The IPython Notebook editor is a series of code blocks. Each can be run separately and has its own standard out, below the block. Global variables and functions are shared across blocks.

To run the analysis, click the Run button on each code block, and proceed to the next one after the previous completes. (Or just run them all at once). The steps are:

  1. Import headers.
  2. Set up the high-level filters, such as how many days of pings to get, what the sample size should look like, and whether to restrict pings to a specific Firefox release.
  3. Get a sample ping selection based on the filters.
  4. Massage the sample pings into an easy key/value format.
GFX-Telemetry-Sample.png

In addition, there are two analyses at the bottom of the file. The first asks, "How many people are using Intel devices with a driver less than 8.5.10.2622?" This is a question related to bug 1175366. Running this analysis on a 14-day window of 0.1% of users, I get:

BadVersion = (8, 15, 10, 2622)

def sample_filter_1(p):
    if p['adapter']['vendorID'] != VendorIDs['Intel']:
        return False
    if 'driverVersion' not in p:
        return False
    return compare_version_tuples(p['driverVersion'], BadVersion) < 0
​
sample_result_1 = pings.filter(sample_filter_1)
print('{0} out of {1} sessions matched. ({2:.2f}%)'.format(
    sample_result_1.count(),
    pings.count(),
    ((sample_result_1.count() / pings.count()) * 100)))
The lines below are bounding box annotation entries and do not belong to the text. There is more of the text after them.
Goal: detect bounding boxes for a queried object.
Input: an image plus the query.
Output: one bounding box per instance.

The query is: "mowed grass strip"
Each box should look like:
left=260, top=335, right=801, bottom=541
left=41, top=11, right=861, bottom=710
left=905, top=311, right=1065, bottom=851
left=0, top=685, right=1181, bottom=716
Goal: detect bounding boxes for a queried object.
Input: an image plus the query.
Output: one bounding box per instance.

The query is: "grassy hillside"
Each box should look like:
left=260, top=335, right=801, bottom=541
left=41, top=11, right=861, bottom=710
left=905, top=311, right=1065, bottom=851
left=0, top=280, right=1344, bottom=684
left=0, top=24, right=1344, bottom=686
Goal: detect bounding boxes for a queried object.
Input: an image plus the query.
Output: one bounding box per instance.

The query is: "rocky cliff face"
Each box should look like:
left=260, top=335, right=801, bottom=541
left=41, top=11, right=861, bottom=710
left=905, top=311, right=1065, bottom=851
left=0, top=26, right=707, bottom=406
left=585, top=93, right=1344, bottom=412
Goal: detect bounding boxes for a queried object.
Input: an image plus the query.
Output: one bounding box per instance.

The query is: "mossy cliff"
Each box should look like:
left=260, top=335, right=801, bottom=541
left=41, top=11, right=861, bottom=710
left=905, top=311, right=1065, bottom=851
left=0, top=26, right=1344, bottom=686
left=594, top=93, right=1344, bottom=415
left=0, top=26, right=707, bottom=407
6769 out of 21671 sessions matched. (31.24%)

Another sample analysis is how many users have two specific Intel cards that were known to crash in bug 1116812. This is very easy to answer with Telemetry:

# Sample filter #2 - how many users have either devices:
#   0x8086, 0x2e32 - Intel G41 express graphics
#   0x8086, 0x2a02 - Intel GM965, Intel X3100
# See bug 1116812.
#
# Note that vendor and deviceID hex digits are lowercase.
def sample_filter_2(p):
    if p['adapter']['vendorID'] != VendorIDs['Intel']:
        return False
    if p['adapter']['deviceID'] == '0x2e32':
        return True
    if p['adapter']['deviceID'] == '0x2a02':
        return True
    return False

sample_result_2 = pings.filter(sample_filter_2)
print('{0} out of {1} sessions matched. ({2:.2f}%)'.format(
    sample_result_2.count(),
    pings.count(),
    ((sample_result_2.count() / pings.count()) * 100)))

1418 out of 21671 sessions matched. (6.54%)

Tips and Tricks

  • Remember that your spark cluster will terminate after 24 hours. Save your .ipynb file, it will not persist to another session.
  • When debugging, use a very small sample set. Large samples can be very slow to analyze.
  • Analysis objects are pipelined. You can observe a random object in the pipeline with the ".take()" function. For example, to observe a random ping, "pings.take(1)".
  • To execute an entire pipeline and observe the full results as a Python object, use ".collect()".
  • You can write files as part of the analysis. They will appear in the "analyses" folder on your spark instance.
  • Because analysis steps are pipelined until results are observed, it is dangerous to re-use variable names across blocks. You may have to restart the kernel or re-run previous steps to make sure pipelines are constructed correctly.
  • You can automate spark jobs via telemetry-dash; output files will appear in S3 and can be used from people.mozilla.org to build dashboards.